Wird eine Untersuchung der Atemluft nach § 5 Abs. 2 a lit. b StVO 1960 vorgenommen, so gilt deren Ergebnis zufolge § 5 Abs. 4 a StVO 1960 in seiner durch das Erkenntnis des Verfassungsgerichtshofes vom 1. März 1991, Zlen. G 274-283/90, u. a., bereinigten Fassung - die Kundmachung des Bundeskanzlers erfolgte am 25. April 1991 in BGBl.
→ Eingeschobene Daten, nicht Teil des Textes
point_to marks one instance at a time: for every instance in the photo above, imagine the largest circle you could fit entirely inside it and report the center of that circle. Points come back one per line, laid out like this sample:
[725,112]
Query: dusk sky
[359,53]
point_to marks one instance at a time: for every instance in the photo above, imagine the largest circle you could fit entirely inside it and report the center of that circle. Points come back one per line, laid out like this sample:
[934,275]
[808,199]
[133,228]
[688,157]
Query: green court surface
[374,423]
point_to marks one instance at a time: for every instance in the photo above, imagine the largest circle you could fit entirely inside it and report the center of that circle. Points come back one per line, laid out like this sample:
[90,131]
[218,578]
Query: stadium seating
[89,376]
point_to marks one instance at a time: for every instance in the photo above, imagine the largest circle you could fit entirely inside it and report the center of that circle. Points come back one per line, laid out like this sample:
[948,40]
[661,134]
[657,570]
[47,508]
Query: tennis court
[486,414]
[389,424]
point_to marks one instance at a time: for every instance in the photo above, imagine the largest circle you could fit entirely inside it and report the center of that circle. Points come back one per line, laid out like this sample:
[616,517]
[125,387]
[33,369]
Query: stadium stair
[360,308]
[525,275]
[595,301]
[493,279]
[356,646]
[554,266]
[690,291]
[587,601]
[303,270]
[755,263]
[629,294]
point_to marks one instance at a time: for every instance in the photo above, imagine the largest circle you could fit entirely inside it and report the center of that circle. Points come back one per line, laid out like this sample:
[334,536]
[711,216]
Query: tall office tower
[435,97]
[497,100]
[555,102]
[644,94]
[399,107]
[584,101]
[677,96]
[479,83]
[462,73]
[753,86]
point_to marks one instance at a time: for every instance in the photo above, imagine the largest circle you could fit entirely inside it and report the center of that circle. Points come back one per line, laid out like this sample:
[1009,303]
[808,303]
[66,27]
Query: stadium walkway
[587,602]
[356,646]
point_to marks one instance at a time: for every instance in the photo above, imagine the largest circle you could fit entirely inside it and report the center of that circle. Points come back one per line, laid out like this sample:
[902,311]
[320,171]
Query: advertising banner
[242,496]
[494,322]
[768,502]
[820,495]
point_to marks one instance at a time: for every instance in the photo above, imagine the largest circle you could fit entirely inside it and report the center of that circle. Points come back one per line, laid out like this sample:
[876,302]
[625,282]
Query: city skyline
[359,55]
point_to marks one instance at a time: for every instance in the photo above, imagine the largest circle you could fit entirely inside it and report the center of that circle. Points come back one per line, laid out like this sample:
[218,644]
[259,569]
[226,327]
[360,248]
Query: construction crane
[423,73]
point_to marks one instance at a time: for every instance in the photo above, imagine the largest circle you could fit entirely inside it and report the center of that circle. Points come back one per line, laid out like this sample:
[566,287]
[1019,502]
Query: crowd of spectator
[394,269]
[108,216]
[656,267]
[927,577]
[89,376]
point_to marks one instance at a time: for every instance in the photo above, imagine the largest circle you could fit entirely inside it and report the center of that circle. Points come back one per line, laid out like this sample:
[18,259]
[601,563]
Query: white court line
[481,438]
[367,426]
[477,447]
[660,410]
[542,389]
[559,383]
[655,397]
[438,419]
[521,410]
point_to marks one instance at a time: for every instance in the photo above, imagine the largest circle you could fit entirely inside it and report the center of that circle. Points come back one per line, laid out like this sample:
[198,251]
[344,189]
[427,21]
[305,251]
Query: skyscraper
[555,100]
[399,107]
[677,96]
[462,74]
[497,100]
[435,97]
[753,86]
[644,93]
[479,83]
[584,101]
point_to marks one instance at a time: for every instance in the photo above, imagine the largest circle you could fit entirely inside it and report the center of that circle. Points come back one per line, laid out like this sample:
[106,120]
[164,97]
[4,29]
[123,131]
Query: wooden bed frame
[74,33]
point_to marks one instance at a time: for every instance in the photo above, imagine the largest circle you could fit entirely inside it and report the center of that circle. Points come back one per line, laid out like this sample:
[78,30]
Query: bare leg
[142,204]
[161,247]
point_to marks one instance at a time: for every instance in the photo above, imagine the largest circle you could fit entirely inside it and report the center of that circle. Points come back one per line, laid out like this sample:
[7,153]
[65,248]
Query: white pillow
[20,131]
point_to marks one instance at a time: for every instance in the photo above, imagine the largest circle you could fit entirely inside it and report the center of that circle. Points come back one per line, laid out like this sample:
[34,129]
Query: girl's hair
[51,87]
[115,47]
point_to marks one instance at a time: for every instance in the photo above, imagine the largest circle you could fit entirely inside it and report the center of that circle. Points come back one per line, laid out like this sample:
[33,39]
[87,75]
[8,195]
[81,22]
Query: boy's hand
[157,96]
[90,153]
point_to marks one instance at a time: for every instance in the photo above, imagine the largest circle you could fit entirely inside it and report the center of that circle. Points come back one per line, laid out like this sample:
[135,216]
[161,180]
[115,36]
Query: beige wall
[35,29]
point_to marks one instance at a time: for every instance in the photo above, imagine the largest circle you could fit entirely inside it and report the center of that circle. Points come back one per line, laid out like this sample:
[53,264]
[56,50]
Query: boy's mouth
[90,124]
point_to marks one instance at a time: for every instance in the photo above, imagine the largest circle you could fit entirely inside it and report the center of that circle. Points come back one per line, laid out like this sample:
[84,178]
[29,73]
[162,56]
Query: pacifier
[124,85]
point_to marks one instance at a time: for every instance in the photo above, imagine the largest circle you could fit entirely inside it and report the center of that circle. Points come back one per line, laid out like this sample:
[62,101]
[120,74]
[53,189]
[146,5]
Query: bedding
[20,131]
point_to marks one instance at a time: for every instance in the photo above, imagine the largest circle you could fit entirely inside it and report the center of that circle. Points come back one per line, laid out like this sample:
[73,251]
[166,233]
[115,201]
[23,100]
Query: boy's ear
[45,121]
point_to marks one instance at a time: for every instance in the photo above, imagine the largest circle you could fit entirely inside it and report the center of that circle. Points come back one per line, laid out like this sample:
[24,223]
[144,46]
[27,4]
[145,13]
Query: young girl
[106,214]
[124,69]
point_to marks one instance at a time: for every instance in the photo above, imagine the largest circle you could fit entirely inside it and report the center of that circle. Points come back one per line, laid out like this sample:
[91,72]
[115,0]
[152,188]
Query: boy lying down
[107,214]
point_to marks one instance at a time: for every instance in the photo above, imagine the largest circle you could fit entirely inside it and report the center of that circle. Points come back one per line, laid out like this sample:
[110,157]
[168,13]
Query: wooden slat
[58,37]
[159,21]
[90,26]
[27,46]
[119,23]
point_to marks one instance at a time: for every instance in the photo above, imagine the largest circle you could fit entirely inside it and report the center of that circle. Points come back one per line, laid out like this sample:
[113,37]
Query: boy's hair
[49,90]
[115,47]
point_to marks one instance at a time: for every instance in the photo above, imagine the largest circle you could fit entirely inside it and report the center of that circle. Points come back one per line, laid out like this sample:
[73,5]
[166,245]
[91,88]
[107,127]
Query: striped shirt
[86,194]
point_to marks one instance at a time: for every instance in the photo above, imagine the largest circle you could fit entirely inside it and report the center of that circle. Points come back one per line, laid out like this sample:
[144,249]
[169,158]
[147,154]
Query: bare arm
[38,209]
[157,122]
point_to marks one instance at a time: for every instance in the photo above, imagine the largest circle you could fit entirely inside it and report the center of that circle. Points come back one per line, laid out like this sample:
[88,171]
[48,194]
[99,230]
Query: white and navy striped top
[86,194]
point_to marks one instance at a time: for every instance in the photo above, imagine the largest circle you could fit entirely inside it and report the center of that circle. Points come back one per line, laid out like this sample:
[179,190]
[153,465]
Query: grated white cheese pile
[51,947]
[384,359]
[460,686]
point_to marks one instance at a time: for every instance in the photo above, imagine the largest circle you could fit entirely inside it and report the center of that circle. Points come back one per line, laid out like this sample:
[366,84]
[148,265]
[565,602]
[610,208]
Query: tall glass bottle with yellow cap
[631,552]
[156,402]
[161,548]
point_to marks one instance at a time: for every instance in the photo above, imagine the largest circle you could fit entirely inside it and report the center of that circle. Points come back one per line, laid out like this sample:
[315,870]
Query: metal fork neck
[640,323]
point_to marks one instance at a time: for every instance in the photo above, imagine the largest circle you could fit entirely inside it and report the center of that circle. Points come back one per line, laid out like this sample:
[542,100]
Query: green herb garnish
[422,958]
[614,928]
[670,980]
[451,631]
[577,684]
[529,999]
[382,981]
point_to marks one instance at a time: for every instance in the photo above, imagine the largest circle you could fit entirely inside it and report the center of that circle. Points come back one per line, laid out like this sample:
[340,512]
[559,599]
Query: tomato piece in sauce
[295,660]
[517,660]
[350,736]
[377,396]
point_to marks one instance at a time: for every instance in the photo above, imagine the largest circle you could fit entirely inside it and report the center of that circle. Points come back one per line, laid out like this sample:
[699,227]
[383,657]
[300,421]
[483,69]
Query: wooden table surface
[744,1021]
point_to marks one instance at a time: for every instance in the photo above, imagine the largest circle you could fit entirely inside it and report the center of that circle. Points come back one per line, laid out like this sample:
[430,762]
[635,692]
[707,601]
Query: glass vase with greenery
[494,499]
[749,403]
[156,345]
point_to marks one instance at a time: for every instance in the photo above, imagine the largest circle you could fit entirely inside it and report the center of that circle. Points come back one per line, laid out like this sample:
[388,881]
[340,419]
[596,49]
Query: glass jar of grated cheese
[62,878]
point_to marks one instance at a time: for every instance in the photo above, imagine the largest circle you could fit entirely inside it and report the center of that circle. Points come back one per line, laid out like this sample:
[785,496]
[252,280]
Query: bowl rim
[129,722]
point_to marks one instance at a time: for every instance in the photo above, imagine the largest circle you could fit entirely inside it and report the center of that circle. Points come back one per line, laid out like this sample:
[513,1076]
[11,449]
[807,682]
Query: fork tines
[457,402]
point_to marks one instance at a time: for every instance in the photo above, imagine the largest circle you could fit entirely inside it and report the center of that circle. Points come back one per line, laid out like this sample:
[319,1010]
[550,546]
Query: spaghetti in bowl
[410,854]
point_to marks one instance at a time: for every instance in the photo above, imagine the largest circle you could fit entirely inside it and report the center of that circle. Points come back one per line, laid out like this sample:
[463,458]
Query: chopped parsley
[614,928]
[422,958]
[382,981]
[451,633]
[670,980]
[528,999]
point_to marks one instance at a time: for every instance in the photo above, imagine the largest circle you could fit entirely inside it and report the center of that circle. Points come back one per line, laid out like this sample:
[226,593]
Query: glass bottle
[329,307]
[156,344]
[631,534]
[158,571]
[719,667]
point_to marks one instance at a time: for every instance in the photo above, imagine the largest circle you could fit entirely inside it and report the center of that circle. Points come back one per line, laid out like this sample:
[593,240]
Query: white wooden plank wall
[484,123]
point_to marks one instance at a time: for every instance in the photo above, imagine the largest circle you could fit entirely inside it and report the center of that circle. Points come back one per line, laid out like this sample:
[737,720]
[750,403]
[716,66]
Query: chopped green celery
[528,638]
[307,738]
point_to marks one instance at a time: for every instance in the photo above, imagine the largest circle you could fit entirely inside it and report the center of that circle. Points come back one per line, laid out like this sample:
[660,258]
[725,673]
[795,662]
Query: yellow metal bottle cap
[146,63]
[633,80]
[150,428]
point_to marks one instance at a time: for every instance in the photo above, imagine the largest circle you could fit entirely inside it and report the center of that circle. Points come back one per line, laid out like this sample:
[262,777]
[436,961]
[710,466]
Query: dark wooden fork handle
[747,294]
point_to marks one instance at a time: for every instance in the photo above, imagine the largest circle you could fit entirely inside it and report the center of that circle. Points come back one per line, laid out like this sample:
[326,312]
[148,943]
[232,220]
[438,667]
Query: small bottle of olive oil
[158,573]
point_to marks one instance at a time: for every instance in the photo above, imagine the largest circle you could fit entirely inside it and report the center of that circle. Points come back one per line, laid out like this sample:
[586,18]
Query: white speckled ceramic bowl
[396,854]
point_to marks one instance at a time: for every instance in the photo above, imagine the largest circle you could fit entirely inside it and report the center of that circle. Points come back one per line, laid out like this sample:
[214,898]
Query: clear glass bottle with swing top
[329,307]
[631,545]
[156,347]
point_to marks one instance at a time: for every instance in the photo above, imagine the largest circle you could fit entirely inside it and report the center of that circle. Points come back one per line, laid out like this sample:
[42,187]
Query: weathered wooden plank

Nr. 207/1991; die vorliegende Tat wurde am 10. Mai 1991 begangen - als Feststellung des Grades der Alkoholeinwirkung, es sei denn, daß eine Bestimmung des Blutalkoholgehaltes (Abs. 4 b, 6, 7 oder 7 a) etwas anderes ergibt. Nach Abs. 4 b in der bereinigten Fassung haben die Organe der Straßenaufsicht, wenn eine Untersuchung der Atemluft nach Abs. 2 a lit. b einen Alkoholgehalt der Atemluft ergeben hat, auf Verlangen des Untersuchten eine Blutabnahme zum Zwecke der Bestimmung des Blutalkoholgehaltes zu veranlassen. Eine solche Blutalkoholbestimmung bildet zufolge § 5 Abs. 4 a leg. cit. das einzig zulässige Mittel zur Erbringung des Gegenbeweises (vgl. u. a. das hg. Erkenntnis vom 27. Feber 1992, Zl. 92/02/0060).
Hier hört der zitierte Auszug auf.